Parallel worlds have a distinct call to my imagination. The thought that right now, something magical and fantastical might be happening is a happy daydream that I’ve had since I was a child.
Because of that, I’ve always been impressed when writers create their own worlds. Most of my favorite books have their own worlds, and how these worlds “work” is one of the biggest pulls of a story for me: how they’re connected to ours, if it’s possible to travel between them, the small details that change every day living for the parallel world’s creatures.
Here are five parallel worlds that I think are worth checking out. Traveling to them would be another matter, likely dependent on when I would arrive there ;)
1. Stephen King’s Dark Tower series
I’m not a horror genre fan. I scare very easily, and the after effects are unpleasant: the images stay with me a long time. I avoid horror books and movies, but may, at times, watch or read movies/books with only an undertone or horror to them.
Hence, I’ve never been a Stephen King fan. And I doubt I will ever be.
However, I am a big fan of his Dark Tower saga. It is a series of seven books, each one thicker than the last, and chronicles the last days (uh, years? decades? centuries?) of Roland of Gilead, the last gunslinger. As he starts out traveling from In-World to Mid-World and End-World, you discover that his world is connected in some way to our world. He draws people from this world and we travel with them, this last ka-tet, this last group of people: the last gunslingers. Jake Chambers, Eddie Dean, and Odetta Holmes all hail from different whens in this world.
What’s also quite interesting is that he managed to weave multiple threads/characters from his other stories into this series, so much that I almost want to read the rest ;)
2. C.S. Lewis’ Chronicles of Narnia
By this time, everyone probably knows about Narnia–or has at least heard about Narnia–so there is not much to explain. What most know is that Lucy Pevensie stumbled into Narnia by walking into a wardrobe, and that there are talking animals and fauns and Aslan the lion who has Liam Neeson’s voice.
But my first experience with Narnia was its very beginning, having started with The Magician’s Nephew first: how Aslan sang the world to life, and stewardship of the land given to humans; how evil came into that world, so new and pure.

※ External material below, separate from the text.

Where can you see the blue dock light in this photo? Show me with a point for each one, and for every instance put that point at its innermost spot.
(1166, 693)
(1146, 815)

This was very interesting to me because of the parallels to Bible stories and Christian beliefs. I read this when I was young and it influenced me and my convictions significantly. In the same vein, CS Lewis’s contemporary and friend JRR Tolkien’s Lord of the Rings has parallels with Christian beliefs, just in a different, more obscure manner (case in point: I only realized it when I read The Silmarillon).

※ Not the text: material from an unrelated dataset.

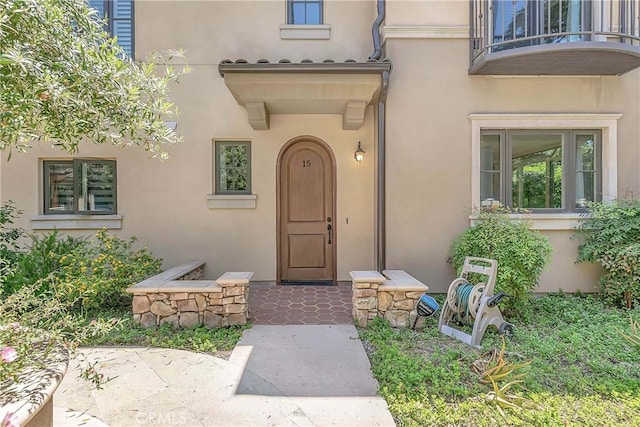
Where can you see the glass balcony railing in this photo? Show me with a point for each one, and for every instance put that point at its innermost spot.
(573, 29)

3. Garth Nix’s Old Kingdom/Abhorsen series
This is a “different sort” of parallel universe. The Old Kingdom and Ancelstierre live exactly side by side, on the same piece of land: Old Kingdom to the south, and Ancelstierre to the north. Each country–if you will–knows of the existence of the other, and crossing to the other “country” is permitted with proper credentials and permits.

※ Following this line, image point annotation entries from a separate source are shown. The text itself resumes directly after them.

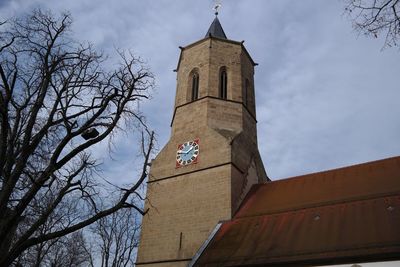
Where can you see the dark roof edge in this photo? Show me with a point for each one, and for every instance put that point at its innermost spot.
(256, 186)
(205, 244)
(336, 169)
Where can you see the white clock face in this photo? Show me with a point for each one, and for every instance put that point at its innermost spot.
(187, 153)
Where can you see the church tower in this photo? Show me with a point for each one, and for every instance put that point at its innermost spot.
(210, 162)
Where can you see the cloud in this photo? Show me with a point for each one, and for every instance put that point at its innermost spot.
(325, 97)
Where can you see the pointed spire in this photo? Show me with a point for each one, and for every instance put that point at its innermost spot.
(216, 30)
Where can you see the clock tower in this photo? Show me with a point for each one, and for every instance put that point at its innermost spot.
(210, 162)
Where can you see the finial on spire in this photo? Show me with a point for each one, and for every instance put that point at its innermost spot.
(217, 6)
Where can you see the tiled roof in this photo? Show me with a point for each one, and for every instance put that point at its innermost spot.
(216, 30)
(336, 216)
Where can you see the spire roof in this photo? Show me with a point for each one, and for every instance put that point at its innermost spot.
(216, 30)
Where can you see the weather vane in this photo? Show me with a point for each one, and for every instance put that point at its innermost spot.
(217, 6)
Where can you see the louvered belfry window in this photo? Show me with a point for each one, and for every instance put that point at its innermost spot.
(223, 81)
(195, 86)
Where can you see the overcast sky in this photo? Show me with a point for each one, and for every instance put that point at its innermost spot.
(326, 98)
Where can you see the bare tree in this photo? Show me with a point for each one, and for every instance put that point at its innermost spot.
(375, 17)
(56, 102)
(117, 238)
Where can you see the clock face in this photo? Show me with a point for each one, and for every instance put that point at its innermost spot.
(187, 153)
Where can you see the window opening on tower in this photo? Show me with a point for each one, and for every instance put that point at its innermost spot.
(223, 80)
(246, 93)
(195, 86)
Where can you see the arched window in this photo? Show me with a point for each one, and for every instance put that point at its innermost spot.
(246, 93)
(195, 86)
(223, 81)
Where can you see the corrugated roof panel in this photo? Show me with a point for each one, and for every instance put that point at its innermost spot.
(337, 216)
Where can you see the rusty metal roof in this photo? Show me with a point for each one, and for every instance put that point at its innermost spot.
(337, 216)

However, that border–where the Wall stands–is the only thing they have in common. Ancelstierre is just like our reality, if set a bit further back; but The Old Kingdom is ruled by kings and queens, where the dead walk, where the Charter and Free Magic exist. The Charter can be felt at the border, and a little further into Ancelstierre if there is wind from the south.
In the same way that charter mages cannot wield the Charter when further into Ancelstierre, Ancelstierran technology breaks down when in the Old Kingdom. Paper disintegrates. Mechanical equipment like guns refuse to work. No communication lines. And the way the Northerners talk, it’s really as if The Old Kingdom was a completely separate reality. They scoff at its ways, its methods. Like any sane human, they think the existence of magic mumbo-jumbo is a load of bull. They may give respect to its King, but magic? Are you serious?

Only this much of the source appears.